P5862 [IOI 2015] sorting

Aizhan has a sequence $S[0],S[1],\cdots,S[N-1]$ consisting of $N$ distinct integers, where $S[i]$ is in the range $[0,N-1]$. Aizhan tries to sort this sequence in increasing order by swapping some pairs of elements. Aizhan’s friend Ermek also wants to swap some pairs of elements, and Ermek’s swaps may not help Aizhan sort the sequence. Ermek and Aizhan plan to modify this sequence through several rounds. In each round, Ermek makes one swap first, and then Aizhan makes another swap. More precisely, the person who performs a swap chooses two valid indices and swaps the elements at those indices. Note that the two indices may be the same. If they are equal, it is a swap of an element with itself and does not change the sequence. Aizhan knows that Ermek does not care about sorting the sequence $S$. She also knows which indices Ermek will choose. Ermek plans to take part in $M$ rounds of swaps, numbered from $0$ to $M-1$. For each $i$ between $0$ and $M-1$, in round $i$, Ermek will swap the elements at indices $X[i]$ and $Y[i]$. Aizhan wants to sort the sequence $S$ in increasing order. Before each round, if Aizhan sees that the current sequence is already sorted in increasing order, she will stop the sorting process. Given the initial sequence $S$ and the indices Ermek will choose, you need to find a sequence of swaps so that Aizhan can finish sorting $S$. In addition, in some subtasks, you also need to find a swap sequence that is as short as possible. The problem guarantees that $S$ can be sorted in $M$ or fewer rounds. Note that if Aizhan finds that after Ermek’s swap, the sequence $S$ is already sorted, then Aizhan may choose to swap two identical indices (for example $0$ and $0$). This way, $S$ is still sorted after this round, and Aizhan’s goal is achieved. Also, if the initial sequence $S$ is already sorted, then the minimum number of sorting rounds needed is $0$.

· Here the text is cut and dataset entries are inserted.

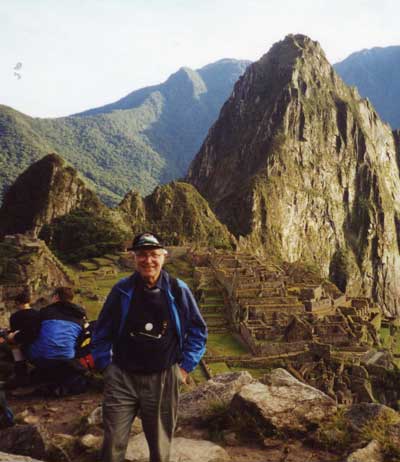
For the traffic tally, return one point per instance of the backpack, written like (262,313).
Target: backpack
(6,414)
(83,348)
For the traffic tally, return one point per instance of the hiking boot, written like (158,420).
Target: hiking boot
(20,378)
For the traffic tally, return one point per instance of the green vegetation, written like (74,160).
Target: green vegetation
(224,345)
(148,137)
(81,235)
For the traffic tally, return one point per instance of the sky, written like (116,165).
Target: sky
(78,54)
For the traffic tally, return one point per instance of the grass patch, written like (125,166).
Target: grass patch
(198,375)
(218,368)
(255,372)
(88,266)
(225,345)
(379,429)
(335,433)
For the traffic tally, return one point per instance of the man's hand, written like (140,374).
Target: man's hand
(185,375)
(11,335)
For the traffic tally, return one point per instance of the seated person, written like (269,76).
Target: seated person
(54,349)
(24,328)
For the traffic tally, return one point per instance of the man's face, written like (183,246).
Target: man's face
(149,263)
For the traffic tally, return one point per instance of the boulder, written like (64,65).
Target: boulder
(371,453)
(361,414)
(24,440)
(5,457)
(195,406)
(96,416)
(183,450)
(91,442)
(283,402)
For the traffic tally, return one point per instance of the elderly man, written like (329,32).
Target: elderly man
(149,336)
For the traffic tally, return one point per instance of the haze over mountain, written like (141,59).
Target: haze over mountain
(50,190)
(300,167)
(376,74)
(146,138)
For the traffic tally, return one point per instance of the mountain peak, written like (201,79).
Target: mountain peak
(296,159)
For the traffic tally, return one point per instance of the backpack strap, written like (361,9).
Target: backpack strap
(176,291)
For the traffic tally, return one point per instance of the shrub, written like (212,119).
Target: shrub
(82,234)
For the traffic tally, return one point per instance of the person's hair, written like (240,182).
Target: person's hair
(23,298)
(65,294)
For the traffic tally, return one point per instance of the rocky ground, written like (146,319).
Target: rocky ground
(231,417)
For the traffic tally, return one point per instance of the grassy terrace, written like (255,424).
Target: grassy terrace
(94,286)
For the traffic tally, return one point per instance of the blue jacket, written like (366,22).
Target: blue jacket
(190,325)
(61,325)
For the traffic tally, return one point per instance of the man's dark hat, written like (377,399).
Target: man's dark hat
(146,241)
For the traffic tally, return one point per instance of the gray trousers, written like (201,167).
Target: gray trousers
(156,395)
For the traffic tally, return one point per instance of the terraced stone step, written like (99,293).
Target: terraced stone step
(217,315)
(216,322)
(253,293)
(271,301)
(291,307)
(218,330)
(212,292)
(256,284)
(210,311)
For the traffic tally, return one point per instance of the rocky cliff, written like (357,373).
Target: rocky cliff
(177,212)
(300,167)
(49,189)
(46,190)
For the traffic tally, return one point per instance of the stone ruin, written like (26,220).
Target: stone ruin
(27,263)
(324,337)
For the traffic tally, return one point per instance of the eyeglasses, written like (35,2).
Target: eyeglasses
(152,255)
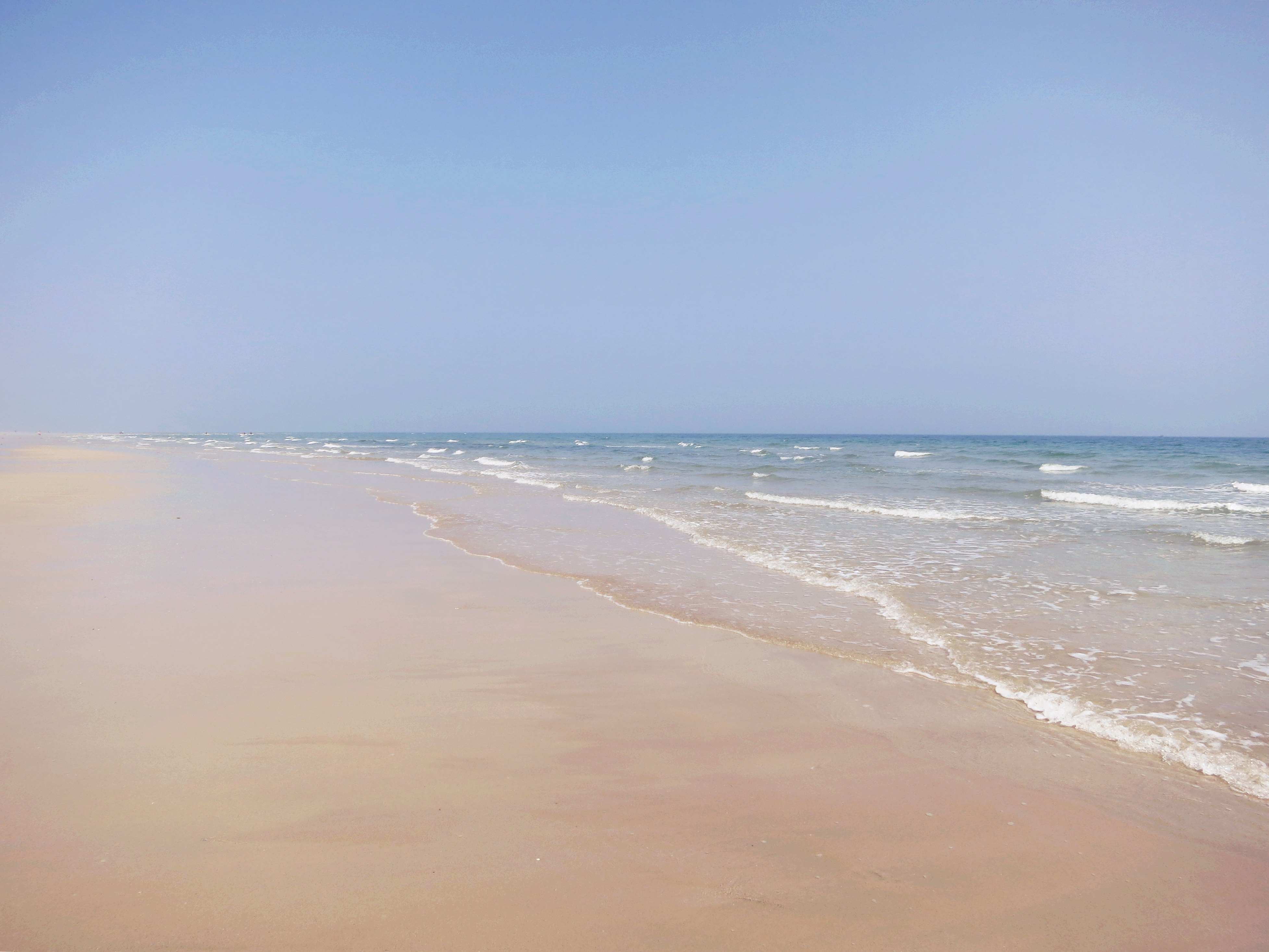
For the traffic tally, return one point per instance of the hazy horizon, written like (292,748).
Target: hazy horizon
(933,219)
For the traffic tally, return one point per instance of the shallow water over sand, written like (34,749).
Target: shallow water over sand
(1115,586)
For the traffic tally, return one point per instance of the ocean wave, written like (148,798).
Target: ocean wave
(1132,732)
(522,480)
(869,510)
(1138,733)
(1221,540)
(429,468)
(1164,506)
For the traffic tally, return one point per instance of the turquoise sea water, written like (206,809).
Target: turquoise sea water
(1117,586)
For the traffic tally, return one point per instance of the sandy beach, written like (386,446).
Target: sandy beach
(247,706)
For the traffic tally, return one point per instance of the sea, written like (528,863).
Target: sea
(1112,586)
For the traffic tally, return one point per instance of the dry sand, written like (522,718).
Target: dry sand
(248,710)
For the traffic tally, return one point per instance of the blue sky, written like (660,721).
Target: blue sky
(947,217)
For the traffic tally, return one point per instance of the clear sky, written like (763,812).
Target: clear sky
(913,217)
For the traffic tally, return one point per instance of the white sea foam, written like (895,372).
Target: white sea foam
(1221,540)
(522,480)
(869,510)
(427,466)
(1168,506)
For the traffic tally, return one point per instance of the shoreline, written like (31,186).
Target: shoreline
(297,677)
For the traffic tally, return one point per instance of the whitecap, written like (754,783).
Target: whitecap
(869,510)
(1169,506)
(522,480)
(1252,488)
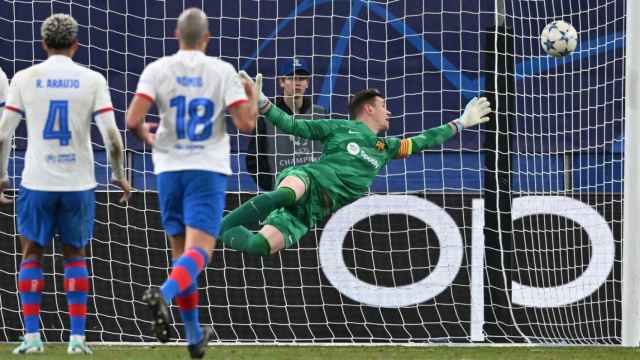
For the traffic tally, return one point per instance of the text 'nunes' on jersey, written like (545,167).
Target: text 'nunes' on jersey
(191,91)
(58,98)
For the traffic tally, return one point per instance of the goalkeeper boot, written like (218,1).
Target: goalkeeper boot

- Line $1$ contains a positive integer $N$, the length of the sequence $S$. - Line $2$ contains $N$ positive integers $S[0],\cdots,S[N-1]$, the initial sequence $S$. - Line $3$ contains a positive integer $M$, the number of swaps Ermek plans to perform. - Lines $4$ to $M+3$ each contain two positive integers $X[i]$, $Y[i]$, meaning that for $0\le i\le M-1$, in round $i$, Ermek plans to swap the elements at indices $X[i]$ and $Y[i]$.

- Line $1$: the length of the swap sequence $R$. - Line $2+i$ ($0\le i < R$): $P[i]$, $Q[i]$. Note: $P$ and $Q$ are two integer arrays. Use these two arrays to report one possible swap sequence with which Aizhan can finish sorting $S$. Suppose the length of this swap sequence is $R$. For each $i$ from $0$ to $R-1$, the indices Aizhan chooses in round $i$ will be stored in $P[i]$ and $Q[i]$. You may assume that arrays $P$ and $Q$ have each been allocated $M$ elements.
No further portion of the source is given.